Its amazing that over 6 weeks have passed since I last wrote, although I have never been that prolific now have I. I still have a look every week or so and leave a few comments, but I guess there are two reasons I have not been a regular. 1. That i generally feel better and sometimes reading more sad stories etc sets off the tears and brings me down. and 2. Seemed to be so many pregnancies and while I am genuinely thrilled and excited for this...I can't help feel a bit left out and a bit envious. I want to yell out " don't leave me behind..wait for me..I want to join in on the next stage with you" Especially the women that I consider to be part of 'my group' the ones who lost bubbys within a couple of months of me.
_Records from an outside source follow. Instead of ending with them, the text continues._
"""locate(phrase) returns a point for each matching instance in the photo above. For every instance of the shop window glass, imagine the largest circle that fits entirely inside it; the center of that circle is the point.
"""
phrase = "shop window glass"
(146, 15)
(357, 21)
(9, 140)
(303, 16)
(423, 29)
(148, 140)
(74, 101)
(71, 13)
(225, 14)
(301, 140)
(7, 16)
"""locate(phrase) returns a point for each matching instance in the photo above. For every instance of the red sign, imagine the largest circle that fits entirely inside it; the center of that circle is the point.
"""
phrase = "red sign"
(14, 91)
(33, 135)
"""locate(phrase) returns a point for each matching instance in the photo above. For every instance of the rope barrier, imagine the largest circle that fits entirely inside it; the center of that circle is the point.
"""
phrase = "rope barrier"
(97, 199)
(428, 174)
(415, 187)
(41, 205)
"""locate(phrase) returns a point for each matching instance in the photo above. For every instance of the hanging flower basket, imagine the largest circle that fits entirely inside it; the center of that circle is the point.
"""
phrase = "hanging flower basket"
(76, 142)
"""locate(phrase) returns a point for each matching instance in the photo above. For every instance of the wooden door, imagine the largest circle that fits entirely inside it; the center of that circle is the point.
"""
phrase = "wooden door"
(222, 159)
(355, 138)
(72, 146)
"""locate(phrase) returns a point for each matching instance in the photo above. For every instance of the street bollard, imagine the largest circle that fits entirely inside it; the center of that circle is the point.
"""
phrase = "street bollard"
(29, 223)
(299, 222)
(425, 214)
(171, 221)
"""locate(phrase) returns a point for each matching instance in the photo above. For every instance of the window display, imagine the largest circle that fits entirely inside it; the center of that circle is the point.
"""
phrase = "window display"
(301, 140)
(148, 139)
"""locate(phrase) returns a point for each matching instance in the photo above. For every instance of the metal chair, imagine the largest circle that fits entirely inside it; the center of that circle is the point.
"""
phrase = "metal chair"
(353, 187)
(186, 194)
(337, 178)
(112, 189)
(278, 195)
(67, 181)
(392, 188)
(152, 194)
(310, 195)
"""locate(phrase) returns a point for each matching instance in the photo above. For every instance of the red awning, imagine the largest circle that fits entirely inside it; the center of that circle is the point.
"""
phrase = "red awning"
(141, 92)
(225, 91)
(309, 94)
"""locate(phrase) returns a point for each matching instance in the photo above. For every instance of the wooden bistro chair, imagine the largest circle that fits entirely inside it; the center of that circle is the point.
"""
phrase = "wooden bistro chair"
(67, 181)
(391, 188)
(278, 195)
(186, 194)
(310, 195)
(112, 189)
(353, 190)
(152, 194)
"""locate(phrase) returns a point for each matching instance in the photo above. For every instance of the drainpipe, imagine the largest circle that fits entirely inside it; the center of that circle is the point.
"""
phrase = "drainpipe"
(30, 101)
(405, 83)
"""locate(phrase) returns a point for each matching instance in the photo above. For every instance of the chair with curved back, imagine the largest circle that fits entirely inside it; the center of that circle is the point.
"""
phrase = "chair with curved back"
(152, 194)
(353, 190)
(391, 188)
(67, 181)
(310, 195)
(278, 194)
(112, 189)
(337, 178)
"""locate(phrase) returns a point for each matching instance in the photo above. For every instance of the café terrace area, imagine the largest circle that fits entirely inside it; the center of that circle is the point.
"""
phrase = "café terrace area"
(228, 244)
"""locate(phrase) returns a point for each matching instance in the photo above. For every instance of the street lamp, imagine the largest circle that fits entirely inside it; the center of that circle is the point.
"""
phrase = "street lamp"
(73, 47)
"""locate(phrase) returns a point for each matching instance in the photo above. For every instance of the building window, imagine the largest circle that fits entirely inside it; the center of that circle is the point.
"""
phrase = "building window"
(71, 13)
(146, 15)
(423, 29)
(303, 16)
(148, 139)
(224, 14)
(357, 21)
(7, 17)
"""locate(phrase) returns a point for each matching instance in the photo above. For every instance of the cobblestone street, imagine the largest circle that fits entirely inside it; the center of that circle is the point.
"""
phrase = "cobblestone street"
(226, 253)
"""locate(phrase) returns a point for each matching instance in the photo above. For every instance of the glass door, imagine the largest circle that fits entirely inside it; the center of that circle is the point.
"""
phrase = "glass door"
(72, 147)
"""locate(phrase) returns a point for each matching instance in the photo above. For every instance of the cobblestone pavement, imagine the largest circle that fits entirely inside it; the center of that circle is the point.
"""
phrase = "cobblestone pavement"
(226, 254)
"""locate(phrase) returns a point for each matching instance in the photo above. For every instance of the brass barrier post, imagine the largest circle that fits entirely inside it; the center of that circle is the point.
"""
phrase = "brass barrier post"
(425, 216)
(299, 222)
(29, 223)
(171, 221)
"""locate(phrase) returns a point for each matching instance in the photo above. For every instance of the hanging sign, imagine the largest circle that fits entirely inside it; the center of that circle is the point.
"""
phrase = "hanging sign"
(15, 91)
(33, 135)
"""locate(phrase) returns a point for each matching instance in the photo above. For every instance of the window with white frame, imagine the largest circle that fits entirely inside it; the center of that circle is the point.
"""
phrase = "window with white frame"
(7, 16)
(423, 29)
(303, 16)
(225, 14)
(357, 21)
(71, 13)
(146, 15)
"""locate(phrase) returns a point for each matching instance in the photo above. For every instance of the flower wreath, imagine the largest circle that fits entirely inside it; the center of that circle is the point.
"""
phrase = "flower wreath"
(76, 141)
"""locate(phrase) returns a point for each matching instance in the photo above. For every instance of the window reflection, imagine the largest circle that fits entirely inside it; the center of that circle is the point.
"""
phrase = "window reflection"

So I am actively trying to make a baby...we did the ovulation tests for 3 months with no success so this month we have just 'gone for it' around the right time and we will wait and see. I also have done 2 sessions of acupuncture and am taking some Chinese herbs. I have even booked in with a fertility specialist in July, not that I think fertility is really my issue. Shit this is pregnancy 6 I am aiming for so I can very much get pregnant..its bringing home the baby that I suck at.
..but cos i am 37 I just want to know I have the IVF intervention back up if I need. Even doing all these things makes me feel proactive and just doing something and for me that helps. Hopefully it will just happen while I am distracted by all this. Fingers crossed and legs open.